Crime
German police launch major raid against left-wing arson suspects
24.03.2026, 15:22
Six months after a suspected left-wing extremist attack on the power supply of a Berlin technology park that left thousands without power and produced multi-million euro damages, police carried out raids against the suspects, prosecutors said on Tuesday.
Apartments and other premises in 17 locations in the capital and in the states of Brandenburg, Hamburg and North Rhine-Westphalia were searched on Tuesday morning, the Berlin public prosecutor's office said.
The attack was directed against a science park in Berlin's Adlershof neighbourhood, which is home to numerous technology centres as well as several departments of Berlin's Humboldt University, according to a text published on the left-wing platform Indymedia and signed by "some anarchists."
"Police are on duty on behalf of the Berlin General Public Prosecutor's Office in connection with the arson attack near Adlershof in September last year," a spokesman for the Berlin General Public Prosecutor's Office said.
In Berlin, police were searching 14 properties.
"Today's searches show that we pursue every lead with the highest priority," the head of Berlin's interior department, Iris Spranger, said.
"Anyone who attacks our critical infrastructure attacks the security of our entire city. We will not accept that."
Hundreds of police officers deployed
A total of 500 police officers were deployed. Masked officers were standing in front of some apartment houses in Berlin on Tuesday morning which police said were associated with the left-wing scene.
In the north-western Wedding neighbourhood, police led a sniffer dog into a building. Rooms and offices on the ground floor were searched. Officers carried laptops out.
The public prosecutor's office said the operation was preceded by intensive work by a specially set up investigative group, EG Spannung, at the Berlin state criminal police office (LKA). The case concerns suspicion of anti-constitutional sabotage, forming a criminal organization and arson.
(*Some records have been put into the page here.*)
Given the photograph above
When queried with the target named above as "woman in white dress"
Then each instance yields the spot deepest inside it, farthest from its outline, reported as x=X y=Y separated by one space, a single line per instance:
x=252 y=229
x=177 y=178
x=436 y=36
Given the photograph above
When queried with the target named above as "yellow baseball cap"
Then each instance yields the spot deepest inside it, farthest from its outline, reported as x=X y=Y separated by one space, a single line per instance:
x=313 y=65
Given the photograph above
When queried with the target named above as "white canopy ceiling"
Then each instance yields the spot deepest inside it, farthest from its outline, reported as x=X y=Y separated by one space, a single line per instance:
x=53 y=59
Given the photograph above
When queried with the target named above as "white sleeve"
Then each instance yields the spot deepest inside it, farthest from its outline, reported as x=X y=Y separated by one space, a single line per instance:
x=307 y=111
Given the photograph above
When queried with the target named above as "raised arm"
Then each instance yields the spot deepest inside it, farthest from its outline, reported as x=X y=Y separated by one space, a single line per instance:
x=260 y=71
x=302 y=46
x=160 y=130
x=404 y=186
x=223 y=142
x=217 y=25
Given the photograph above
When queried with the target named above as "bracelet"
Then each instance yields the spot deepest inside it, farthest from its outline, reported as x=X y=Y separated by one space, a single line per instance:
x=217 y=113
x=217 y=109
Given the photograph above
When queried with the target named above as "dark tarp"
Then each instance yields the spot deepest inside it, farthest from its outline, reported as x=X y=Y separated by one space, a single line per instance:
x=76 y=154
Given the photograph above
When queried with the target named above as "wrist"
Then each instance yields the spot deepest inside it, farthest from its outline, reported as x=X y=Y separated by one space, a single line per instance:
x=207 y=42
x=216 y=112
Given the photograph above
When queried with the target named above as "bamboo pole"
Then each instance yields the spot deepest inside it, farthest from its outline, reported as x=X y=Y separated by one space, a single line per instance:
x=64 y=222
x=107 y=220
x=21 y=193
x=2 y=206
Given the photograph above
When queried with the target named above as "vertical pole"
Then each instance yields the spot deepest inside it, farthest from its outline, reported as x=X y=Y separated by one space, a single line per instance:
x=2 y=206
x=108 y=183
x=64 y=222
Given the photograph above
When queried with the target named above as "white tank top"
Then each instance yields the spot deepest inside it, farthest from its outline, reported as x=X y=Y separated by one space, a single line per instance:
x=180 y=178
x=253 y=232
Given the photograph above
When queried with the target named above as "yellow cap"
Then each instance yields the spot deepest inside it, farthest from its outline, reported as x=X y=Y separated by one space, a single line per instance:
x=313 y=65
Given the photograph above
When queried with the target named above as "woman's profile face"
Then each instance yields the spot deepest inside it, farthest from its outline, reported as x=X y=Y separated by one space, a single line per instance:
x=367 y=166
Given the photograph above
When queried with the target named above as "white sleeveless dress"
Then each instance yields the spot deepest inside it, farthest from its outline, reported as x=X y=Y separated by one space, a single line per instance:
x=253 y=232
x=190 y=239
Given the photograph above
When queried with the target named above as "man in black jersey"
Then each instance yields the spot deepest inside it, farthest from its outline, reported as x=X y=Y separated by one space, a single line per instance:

"The security authorities know the hard core of the protagonists," the Police Union (GdP) stressed. "But it is still incredibly difficult to prove arson attacks" such as the one in south-east Berlin or another attack that left thousands without power in early January in subfreezing temperatures in south-west Berlin.
The LKA had investigated successfully "to obtain today's search warrants," the union said.
Raid against anarchist group
The operation was directed against an anarchist group, with an anarchist magazine run by a small group from Bavaria said to play a role, according to a story in Die Welt newspaper.
According to dpa information, the arson attack on September 9 is being attributed to the left-wing extremist spectrum. Germany's domestic intelligence agency is said to have been significantly involved in the investigation.
Nothing is known so far about possible links between the suspected perpetrators and so-called volcano groups. These groups claimed responsibility for the second major arson attack on high-voltage cables in Berlin on January 3. That attack led to a power outage lasting several days, leaving thousands in south-west Berlin in the cold as sub-freezing temperatures prevailed. Investigators are still searching intensively for those responsible.
Attack on power pylon and high-voltage cables
Suspected left-wing extremists carried out an arson attack on a power pylon on September 9 and largely destroyed high-voltage cables.
Initially, around 50,000 private and business customers of state-owned operator Stromnetz were affected by the power outage. Companies suffered estimated losses of between €30 million (34.8 million) and €70 million.
"Violent acts and attacks on infrastructure by left-wing extremists have not necessarily increased in number in recent years, but they have certainly increased in intensity," Holger Muench, president of the Federal Criminal Police Office, told dpa in early March.